Ya adelantaba Sonia Bermúdez en la rueda de prensa previa al partido que sería un enfrentamiento de "pequeños detalles". Y así fue. El conjunto español arrancó el primer tiempo con dificultades para superar a unas locales que se adelantaron en el marcador a los tres minutos de juego.
Lauren Hemp aprovechó un balón parado para rematar con un toque acrobático y colar el esférico por unos pocos centímetros. En el minuto 18 buscó el doblete con un disparo que se fue fuera. Las respuesta española fue inmediata, pero el partido se les había puesto de cara muy rápido a las de Wiegman.
Las de Bermúdez se toparon con una Inglaterra de gran polivalencia y movilidad que impedía a la zaga española mantener la solidez frente las atacantes locales. Especialmente Ona Batlle, a quien Lauren James sacó de su zona de confort por la banda derecha.

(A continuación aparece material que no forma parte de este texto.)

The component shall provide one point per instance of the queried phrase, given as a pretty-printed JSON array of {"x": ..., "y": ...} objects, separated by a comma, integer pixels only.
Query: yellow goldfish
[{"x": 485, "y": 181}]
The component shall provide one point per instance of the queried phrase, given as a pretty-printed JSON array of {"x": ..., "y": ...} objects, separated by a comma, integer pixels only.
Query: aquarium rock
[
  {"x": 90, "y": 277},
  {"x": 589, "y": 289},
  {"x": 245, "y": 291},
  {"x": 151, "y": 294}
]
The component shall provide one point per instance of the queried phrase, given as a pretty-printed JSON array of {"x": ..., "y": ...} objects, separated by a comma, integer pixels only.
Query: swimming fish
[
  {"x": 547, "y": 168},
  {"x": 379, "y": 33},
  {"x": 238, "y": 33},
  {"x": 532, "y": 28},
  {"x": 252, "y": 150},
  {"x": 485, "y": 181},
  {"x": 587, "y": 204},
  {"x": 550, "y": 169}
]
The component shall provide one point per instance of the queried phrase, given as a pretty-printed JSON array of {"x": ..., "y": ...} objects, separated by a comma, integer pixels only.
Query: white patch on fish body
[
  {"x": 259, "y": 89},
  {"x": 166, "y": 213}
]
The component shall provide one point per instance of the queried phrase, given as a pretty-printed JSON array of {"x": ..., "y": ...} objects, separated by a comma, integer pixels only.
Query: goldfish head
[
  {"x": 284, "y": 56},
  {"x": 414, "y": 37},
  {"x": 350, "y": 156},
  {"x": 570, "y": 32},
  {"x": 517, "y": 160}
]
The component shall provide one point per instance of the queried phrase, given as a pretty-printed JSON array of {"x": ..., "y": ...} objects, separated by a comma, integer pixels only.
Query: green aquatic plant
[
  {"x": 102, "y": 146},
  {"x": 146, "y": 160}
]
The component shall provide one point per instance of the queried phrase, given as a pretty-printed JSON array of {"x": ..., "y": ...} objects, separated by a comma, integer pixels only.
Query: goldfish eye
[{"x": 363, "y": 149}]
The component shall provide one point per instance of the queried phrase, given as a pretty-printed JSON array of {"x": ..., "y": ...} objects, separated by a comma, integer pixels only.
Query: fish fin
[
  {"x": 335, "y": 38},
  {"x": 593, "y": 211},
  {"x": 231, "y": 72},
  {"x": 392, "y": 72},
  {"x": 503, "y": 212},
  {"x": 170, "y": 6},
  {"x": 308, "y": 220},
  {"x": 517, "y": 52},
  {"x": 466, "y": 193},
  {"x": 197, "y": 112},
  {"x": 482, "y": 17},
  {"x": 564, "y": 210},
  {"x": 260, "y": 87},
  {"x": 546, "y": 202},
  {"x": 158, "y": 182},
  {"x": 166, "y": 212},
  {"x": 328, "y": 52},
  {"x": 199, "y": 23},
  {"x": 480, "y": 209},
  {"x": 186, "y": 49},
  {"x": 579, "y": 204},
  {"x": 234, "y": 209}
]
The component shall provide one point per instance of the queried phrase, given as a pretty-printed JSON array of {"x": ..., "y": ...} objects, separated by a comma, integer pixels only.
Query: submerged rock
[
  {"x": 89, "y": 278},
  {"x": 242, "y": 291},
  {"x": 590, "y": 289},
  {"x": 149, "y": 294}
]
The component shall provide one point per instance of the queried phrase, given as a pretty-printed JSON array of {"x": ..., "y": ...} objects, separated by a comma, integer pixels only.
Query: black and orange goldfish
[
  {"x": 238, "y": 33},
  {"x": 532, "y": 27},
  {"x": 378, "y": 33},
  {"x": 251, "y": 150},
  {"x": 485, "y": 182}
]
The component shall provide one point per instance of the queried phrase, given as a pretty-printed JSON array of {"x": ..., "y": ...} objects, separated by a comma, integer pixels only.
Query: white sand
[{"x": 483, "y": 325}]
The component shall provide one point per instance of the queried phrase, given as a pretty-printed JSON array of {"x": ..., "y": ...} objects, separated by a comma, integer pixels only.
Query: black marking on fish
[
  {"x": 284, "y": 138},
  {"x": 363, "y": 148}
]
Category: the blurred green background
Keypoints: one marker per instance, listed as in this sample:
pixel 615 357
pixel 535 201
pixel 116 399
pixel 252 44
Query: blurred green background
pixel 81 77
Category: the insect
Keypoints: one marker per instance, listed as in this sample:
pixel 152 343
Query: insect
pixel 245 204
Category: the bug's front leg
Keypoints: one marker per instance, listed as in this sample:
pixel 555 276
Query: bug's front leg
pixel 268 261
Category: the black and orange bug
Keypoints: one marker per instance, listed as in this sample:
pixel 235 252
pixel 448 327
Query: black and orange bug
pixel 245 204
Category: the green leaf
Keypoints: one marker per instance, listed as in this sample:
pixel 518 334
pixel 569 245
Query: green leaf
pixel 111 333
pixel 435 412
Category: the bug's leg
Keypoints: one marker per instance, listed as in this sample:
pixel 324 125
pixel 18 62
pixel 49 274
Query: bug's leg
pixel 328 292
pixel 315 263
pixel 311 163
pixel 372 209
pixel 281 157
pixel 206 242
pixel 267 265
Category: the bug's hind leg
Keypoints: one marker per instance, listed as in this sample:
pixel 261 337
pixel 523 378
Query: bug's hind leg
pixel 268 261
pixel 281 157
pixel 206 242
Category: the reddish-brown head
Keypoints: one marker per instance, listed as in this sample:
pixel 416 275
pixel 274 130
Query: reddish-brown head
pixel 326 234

Precisamente la lateral del Barça fue una de las jugadoras más activas, asociándose en el interior para recibir el esférico y probar a la portería rival. Un disparo llegó en el minuto 32, pero se marchó rozando los palos.
España se fue al descanso con poca precisión y sin encontrar el ritmo, buscando en los últimos compases las posesiones largas y la circulación del balón ante una Inglaterra muy cómoda sobre el verde.
Mayor precisión y peligro
El aire fresco del descanso devolvió a la selección española al césped con mayor precisión en el manejo del balón, aunque con nuevos obstáculos por delante. Uno de ellos, Lucy Bronze, que por la banda izquierda obligó a una Olga Carmona siempre atenta a frenar sus incursiones.
El ritmo en el conjunto español fue creciendo y, con él, las ocasiones de peligro. Olga, Vicky López e Irene Paredes se erigieron en las futbolistas más insistentes de cara a portería, buscando con ahínco el empate que el marcador les negaba.
En los últimos compases, la velocidad de Salma Paralluelo y la determinación de Edna Imade fueron la combinación perfecta para poner en aprietos a la zaga inglesa y a su portera Hannah Hampton. Precisamente fue ella la heroína del tramo final, con una parada providencial ante el cabezazo de la recién incorporada Imade desde el banquillo.
Los minutos de descuento en Wembley fueron de infarto. Numerosas ocasiones para una Sonia Bermúdez que no logró romper la maldición londinense en su debut como seleccionadora en el estadio.